Danke für die Antwort!

Die Sache ist die: Ich habe im Rahmen meiner Diplomarbeit ein Programm geschrieben, das mit einer mehr oder weniger komplizierten Datenstruktur arbeitet. Bisher wurden die Daten einfach per Serialisierung lokal auf die Platte geschrieben. Das hat wunderbar funktioniert. Nun soll der ganze Datensatz aber zusätzlich auch noch in eine Datenbank gespeichert werden.
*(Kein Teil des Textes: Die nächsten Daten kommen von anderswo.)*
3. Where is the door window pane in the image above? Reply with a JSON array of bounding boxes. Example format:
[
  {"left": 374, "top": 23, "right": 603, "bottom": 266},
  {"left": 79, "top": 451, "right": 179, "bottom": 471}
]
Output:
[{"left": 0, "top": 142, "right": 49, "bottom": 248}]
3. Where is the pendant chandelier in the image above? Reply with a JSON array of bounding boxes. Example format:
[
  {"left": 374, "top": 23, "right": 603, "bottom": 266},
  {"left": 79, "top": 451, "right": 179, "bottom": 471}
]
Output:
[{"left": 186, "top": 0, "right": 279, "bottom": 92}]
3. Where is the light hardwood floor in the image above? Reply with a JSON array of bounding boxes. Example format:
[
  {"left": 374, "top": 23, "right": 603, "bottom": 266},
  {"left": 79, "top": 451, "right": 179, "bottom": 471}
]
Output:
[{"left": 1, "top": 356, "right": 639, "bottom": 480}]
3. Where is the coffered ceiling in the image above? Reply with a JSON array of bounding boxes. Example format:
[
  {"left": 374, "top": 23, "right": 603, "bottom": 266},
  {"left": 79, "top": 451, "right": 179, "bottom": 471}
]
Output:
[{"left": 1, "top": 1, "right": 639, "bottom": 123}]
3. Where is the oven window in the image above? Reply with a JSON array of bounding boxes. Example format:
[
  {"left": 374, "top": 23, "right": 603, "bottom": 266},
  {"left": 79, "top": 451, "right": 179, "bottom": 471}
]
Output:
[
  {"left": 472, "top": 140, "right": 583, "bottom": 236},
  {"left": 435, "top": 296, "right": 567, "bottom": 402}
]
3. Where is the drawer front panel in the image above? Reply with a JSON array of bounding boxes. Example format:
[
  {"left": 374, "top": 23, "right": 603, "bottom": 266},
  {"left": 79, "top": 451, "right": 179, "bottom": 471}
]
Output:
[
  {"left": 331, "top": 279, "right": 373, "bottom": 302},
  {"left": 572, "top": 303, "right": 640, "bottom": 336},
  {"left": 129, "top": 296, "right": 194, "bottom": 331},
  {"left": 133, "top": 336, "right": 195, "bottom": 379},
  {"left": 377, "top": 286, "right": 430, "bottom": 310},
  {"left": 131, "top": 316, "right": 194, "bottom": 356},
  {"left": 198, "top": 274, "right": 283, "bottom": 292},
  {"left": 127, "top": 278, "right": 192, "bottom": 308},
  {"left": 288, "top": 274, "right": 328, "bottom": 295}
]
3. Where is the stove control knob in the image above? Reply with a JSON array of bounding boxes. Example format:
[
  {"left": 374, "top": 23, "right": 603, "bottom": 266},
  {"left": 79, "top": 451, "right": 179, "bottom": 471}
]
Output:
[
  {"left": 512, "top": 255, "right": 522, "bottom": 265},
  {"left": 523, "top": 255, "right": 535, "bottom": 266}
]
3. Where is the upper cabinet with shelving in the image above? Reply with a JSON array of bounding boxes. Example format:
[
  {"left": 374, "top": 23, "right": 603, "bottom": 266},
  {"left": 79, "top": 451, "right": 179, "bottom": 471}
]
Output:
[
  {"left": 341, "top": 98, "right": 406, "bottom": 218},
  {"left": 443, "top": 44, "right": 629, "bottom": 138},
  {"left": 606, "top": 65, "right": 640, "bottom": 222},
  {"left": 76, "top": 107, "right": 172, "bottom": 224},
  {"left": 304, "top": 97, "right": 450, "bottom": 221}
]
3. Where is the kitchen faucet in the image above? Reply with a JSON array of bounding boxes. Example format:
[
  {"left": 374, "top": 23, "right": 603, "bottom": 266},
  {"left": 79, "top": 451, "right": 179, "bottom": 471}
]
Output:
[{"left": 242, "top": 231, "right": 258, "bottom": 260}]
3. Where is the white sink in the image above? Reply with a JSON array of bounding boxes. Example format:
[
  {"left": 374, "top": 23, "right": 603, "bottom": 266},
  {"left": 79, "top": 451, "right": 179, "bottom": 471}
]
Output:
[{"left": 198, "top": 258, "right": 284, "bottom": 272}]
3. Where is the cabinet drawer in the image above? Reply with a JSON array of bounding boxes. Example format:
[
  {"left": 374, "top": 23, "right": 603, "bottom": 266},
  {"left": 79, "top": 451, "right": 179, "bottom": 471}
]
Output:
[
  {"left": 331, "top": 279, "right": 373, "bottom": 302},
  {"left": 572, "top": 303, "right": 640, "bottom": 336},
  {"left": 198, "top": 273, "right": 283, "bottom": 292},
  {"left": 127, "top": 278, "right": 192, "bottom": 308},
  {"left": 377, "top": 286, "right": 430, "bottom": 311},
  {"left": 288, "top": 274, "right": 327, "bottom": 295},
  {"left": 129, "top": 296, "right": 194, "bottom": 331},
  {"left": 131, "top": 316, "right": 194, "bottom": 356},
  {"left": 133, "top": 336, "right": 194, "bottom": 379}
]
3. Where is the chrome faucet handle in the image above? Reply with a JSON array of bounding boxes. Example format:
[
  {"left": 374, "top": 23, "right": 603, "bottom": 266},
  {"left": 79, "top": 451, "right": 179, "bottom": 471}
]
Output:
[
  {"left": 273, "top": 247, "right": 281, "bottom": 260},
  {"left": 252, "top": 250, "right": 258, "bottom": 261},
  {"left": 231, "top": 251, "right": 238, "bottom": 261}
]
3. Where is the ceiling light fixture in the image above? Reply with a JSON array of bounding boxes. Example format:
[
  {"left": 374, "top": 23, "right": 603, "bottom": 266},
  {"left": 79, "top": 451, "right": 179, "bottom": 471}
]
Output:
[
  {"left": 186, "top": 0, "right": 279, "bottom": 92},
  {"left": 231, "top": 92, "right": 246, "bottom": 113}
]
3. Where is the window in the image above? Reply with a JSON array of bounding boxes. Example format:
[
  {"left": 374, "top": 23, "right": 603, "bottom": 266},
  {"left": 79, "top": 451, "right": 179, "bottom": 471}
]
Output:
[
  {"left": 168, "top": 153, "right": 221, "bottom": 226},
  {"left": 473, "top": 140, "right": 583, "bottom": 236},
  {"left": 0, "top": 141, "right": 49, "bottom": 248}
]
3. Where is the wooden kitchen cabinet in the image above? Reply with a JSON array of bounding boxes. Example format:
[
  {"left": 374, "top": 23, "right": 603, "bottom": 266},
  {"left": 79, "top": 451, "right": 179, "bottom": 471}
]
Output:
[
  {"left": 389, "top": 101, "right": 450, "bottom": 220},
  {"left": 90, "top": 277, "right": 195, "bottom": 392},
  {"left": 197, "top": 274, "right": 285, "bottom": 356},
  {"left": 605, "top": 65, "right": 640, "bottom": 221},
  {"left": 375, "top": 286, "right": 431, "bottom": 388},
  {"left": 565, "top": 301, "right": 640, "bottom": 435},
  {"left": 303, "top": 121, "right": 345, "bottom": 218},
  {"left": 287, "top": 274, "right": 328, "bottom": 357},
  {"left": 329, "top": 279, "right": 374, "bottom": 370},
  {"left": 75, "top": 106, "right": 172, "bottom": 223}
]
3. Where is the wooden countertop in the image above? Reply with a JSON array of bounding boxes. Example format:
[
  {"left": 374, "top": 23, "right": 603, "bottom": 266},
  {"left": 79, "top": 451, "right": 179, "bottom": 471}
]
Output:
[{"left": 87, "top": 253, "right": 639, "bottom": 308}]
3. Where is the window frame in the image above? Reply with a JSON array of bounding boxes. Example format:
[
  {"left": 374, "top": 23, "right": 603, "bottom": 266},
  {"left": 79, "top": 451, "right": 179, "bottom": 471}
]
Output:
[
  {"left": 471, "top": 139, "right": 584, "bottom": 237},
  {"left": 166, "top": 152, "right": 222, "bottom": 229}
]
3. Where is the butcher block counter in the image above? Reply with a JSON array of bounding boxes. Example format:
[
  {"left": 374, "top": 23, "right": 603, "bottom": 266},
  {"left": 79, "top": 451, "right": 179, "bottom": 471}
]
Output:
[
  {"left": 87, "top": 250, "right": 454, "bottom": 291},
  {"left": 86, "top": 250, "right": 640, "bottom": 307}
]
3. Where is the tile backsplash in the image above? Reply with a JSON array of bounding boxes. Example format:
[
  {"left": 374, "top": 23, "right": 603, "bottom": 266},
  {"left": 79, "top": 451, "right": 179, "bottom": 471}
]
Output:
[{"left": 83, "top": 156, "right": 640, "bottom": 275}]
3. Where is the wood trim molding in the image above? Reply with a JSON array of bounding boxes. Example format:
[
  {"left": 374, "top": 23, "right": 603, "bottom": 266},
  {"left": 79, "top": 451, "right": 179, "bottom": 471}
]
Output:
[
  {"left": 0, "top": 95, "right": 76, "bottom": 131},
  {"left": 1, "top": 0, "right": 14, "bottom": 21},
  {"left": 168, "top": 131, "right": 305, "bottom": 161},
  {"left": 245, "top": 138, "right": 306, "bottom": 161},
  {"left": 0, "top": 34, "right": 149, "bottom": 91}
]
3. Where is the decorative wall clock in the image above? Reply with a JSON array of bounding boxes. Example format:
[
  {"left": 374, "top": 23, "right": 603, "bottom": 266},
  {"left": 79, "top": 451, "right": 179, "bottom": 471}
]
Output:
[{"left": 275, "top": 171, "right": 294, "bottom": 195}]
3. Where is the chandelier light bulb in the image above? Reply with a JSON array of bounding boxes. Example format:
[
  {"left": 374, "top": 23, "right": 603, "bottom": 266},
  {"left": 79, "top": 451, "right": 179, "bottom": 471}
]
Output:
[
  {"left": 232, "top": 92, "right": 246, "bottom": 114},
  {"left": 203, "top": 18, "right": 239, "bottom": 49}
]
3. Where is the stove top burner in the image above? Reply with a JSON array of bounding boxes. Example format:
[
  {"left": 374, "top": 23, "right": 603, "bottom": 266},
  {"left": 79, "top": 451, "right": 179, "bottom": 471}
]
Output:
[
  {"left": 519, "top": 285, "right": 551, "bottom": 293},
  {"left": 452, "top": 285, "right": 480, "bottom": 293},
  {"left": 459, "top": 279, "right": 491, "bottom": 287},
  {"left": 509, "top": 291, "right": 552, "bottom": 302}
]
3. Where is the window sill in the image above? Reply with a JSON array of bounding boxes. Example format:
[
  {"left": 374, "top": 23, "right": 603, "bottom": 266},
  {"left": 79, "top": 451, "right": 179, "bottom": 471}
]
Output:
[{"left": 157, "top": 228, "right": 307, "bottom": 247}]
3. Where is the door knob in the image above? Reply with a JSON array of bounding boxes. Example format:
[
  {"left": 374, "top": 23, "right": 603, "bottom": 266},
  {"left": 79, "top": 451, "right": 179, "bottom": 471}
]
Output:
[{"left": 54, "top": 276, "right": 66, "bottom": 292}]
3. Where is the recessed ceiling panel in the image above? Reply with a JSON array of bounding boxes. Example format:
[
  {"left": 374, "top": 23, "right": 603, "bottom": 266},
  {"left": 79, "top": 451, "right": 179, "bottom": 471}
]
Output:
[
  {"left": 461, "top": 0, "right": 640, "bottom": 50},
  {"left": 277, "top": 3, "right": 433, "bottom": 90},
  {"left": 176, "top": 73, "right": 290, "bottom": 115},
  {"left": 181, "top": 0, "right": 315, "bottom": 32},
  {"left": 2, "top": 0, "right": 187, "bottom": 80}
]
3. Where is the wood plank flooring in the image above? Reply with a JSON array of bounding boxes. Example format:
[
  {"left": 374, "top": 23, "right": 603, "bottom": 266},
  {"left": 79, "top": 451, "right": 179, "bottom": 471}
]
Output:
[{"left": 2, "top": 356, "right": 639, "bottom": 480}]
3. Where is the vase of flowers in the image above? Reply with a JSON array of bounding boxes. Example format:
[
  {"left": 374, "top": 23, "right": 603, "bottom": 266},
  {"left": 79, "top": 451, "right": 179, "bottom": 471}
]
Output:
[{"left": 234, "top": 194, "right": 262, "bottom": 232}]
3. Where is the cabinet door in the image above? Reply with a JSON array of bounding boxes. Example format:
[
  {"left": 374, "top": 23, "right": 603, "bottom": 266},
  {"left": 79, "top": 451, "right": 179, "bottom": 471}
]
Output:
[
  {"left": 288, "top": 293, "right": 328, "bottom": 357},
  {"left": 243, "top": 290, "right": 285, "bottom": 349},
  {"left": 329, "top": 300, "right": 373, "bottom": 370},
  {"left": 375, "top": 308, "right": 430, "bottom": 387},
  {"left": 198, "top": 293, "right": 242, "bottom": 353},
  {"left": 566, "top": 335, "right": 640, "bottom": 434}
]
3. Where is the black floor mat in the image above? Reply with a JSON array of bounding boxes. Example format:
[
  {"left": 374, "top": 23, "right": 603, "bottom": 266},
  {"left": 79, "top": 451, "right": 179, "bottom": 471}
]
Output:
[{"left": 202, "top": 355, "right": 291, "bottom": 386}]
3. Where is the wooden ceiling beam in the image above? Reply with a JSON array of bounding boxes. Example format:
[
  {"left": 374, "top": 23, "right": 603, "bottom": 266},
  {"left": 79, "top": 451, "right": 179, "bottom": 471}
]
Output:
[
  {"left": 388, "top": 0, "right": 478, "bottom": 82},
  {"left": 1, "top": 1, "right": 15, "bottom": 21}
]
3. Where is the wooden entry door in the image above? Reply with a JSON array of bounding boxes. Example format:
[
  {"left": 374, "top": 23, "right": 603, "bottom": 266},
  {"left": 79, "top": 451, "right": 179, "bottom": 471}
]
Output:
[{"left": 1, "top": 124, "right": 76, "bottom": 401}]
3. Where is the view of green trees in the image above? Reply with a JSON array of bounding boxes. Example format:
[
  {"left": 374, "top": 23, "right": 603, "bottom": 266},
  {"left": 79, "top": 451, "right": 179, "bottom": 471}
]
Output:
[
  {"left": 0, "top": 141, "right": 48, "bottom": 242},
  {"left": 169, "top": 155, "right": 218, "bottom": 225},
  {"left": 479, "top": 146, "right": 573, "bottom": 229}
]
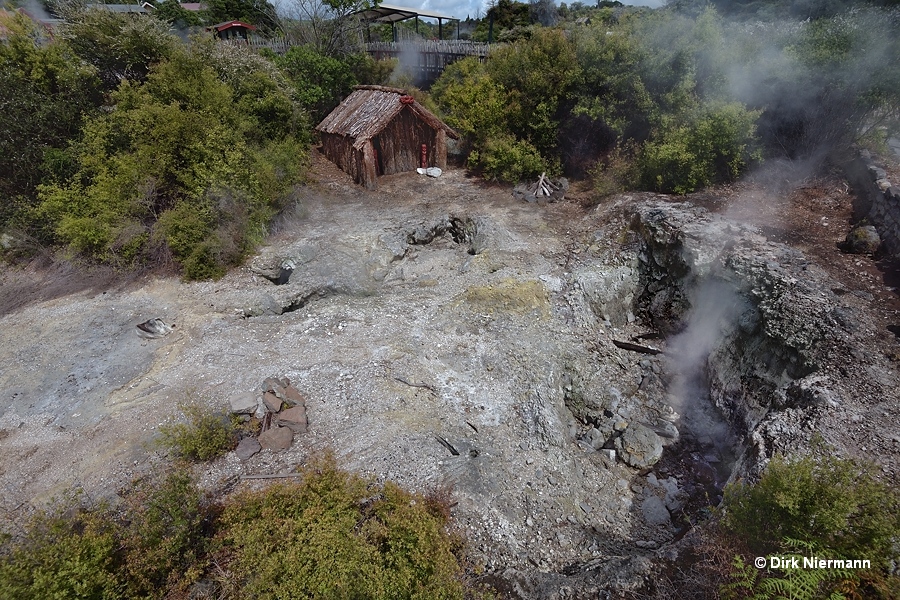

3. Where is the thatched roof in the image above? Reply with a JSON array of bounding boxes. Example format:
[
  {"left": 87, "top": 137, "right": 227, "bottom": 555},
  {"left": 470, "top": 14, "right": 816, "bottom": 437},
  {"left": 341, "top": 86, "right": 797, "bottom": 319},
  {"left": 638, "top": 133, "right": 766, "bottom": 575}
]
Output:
[{"left": 316, "top": 85, "right": 459, "bottom": 150}]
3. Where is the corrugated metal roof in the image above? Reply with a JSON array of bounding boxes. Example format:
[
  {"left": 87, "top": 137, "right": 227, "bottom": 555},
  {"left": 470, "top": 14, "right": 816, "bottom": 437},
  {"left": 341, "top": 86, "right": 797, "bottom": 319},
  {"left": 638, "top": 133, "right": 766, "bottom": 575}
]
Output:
[{"left": 316, "top": 85, "right": 458, "bottom": 150}]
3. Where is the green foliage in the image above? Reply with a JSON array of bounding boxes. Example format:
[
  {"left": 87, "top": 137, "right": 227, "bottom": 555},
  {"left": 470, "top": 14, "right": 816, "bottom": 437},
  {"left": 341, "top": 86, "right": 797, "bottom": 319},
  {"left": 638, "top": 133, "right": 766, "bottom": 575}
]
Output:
[
  {"left": 723, "top": 543, "right": 855, "bottom": 600},
  {"left": 639, "top": 102, "right": 761, "bottom": 194},
  {"left": 724, "top": 452, "right": 900, "bottom": 567},
  {"left": 0, "top": 471, "right": 209, "bottom": 600},
  {"left": 486, "top": 28, "right": 580, "bottom": 158},
  {"left": 275, "top": 45, "right": 357, "bottom": 122},
  {"left": 0, "top": 496, "right": 122, "bottom": 600},
  {"left": 152, "top": 0, "right": 203, "bottom": 27},
  {"left": 202, "top": 0, "right": 280, "bottom": 32},
  {"left": 36, "top": 42, "right": 306, "bottom": 278},
  {"left": 120, "top": 469, "right": 207, "bottom": 595},
  {"left": 218, "top": 454, "right": 466, "bottom": 599},
  {"left": 472, "top": 135, "right": 547, "bottom": 183},
  {"left": 721, "top": 448, "right": 900, "bottom": 599},
  {"left": 471, "top": 0, "right": 530, "bottom": 42},
  {"left": 571, "top": 27, "right": 653, "bottom": 138},
  {"left": 158, "top": 402, "right": 238, "bottom": 461},
  {"left": 430, "top": 57, "right": 507, "bottom": 149},
  {"left": 0, "top": 13, "right": 101, "bottom": 227},
  {"left": 58, "top": 9, "right": 179, "bottom": 91}
]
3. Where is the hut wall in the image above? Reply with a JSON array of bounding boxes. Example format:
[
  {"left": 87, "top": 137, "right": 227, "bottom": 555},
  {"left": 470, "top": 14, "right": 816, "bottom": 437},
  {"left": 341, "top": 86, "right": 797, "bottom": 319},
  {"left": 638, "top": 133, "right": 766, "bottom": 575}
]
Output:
[
  {"left": 374, "top": 107, "right": 440, "bottom": 176},
  {"left": 320, "top": 132, "right": 371, "bottom": 187}
]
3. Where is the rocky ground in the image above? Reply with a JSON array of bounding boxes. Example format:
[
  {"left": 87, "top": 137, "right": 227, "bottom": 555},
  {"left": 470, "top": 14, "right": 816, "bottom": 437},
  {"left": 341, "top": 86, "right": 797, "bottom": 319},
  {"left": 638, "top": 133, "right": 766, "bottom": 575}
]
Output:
[{"left": 1, "top": 150, "right": 898, "bottom": 598}]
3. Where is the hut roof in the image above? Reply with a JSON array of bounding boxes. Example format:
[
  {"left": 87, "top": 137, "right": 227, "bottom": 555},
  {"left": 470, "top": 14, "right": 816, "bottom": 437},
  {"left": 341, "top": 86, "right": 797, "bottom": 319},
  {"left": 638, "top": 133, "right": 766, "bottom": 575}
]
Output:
[
  {"left": 316, "top": 85, "right": 459, "bottom": 150},
  {"left": 210, "top": 20, "right": 257, "bottom": 31}
]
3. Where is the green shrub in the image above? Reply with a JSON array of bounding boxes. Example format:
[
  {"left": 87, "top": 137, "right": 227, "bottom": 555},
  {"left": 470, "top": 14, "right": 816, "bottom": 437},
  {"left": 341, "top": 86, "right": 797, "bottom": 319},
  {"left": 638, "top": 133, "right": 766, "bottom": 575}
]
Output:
[
  {"left": 722, "top": 449, "right": 900, "bottom": 599},
  {"left": 217, "top": 454, "right": 467, "bottom": 599},
  {"left": 120, "top": 468, "right": 207, "bottom": 596},
  {"left": 639, "top": 102, "right": 761, "bottom": 194},
  {"left": 474, "top": 135, "right": 547, "bottom": 183},
  {"left": 431, "top": 57, "right": 508, "bottom": 150},
  {"left": 723, "top": 539, "right": 858, "bottom": 600},
  {"left": 36, "top": 42, "right": 307, "bottom": 279},
  {"left": 158, "top": 403, "right": 238, "bottom": 461},
  {"left": 275, "top": 45, "right": 357, "bottom": 122},
  {"left": 0, "top": 497, "right": 122, "bottom": 599}
]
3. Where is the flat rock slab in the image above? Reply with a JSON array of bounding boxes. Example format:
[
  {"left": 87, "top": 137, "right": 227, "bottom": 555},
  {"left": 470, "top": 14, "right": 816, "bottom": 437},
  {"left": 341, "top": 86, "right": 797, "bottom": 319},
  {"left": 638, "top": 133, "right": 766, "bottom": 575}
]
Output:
[
  {"left": 641, "top": 495, "right": 671, "bottom": 527},
  {"left": 262, "top": 391, "right": 283, "bottom": 413},
  {"left": 278, "top": 405, "right": 308, "bottom": 433},
  {"left": 235, "top": 436, "right": 261, "bottom": 460},
  {"left": 229, "top": 392, "right": 258, "bottom": 415},
  {"left": 283, "top": 385, "right": 306, "bottom": 406},
  {"left": 258, "top": 425, "right": 293, "bottom": 451}
]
Da ich mich bereits am Ende meiner Diplomarbeit befinde, kann ich nicht mehr die nötige Zeit investieren, um das dynamische Ändern der Daten in den Tabellen abhängig von den Daten im Programm zu bewerkstelligen. Dies habe ich schon versucht und bin auf Fehler gestoßen, deren Behebung zeitlich vermutlich sehr aufwändig wäre. Die einfachste und natürlich auch schlechteste Lösung ist jetzt, die Datenbank jedesmal vor der Speicherung der Daten komplett zu leeren und die Daten wieder neu reinzuschreiben.
Das mit dem hbm2ddl.auto=create property funktioniert nicht, da mir dann jedesmal, wenn die Session erzeugt wird, mir Hibernate die Datenbank leert. Also z.B. auch, wenn ich nur Daten laden will.

Gruß
Ritschwumm


----------



## Vatar (17. September 2007)

Ok, jetzt verstehe ich dein Problem.
Aber wärst du mit purem SQL da nicht besser dran? Wenn du die Tabellen leerst brichst du doch die Verbindung zwischen deinem Objektcode und Hibernate. 

Da dein Problem recht speziell ist solltest du es mal direkt im Hibernate-Forum versuchen, ich hab jetzt auf die schnelle auch nix gefunden. *sorry*


----------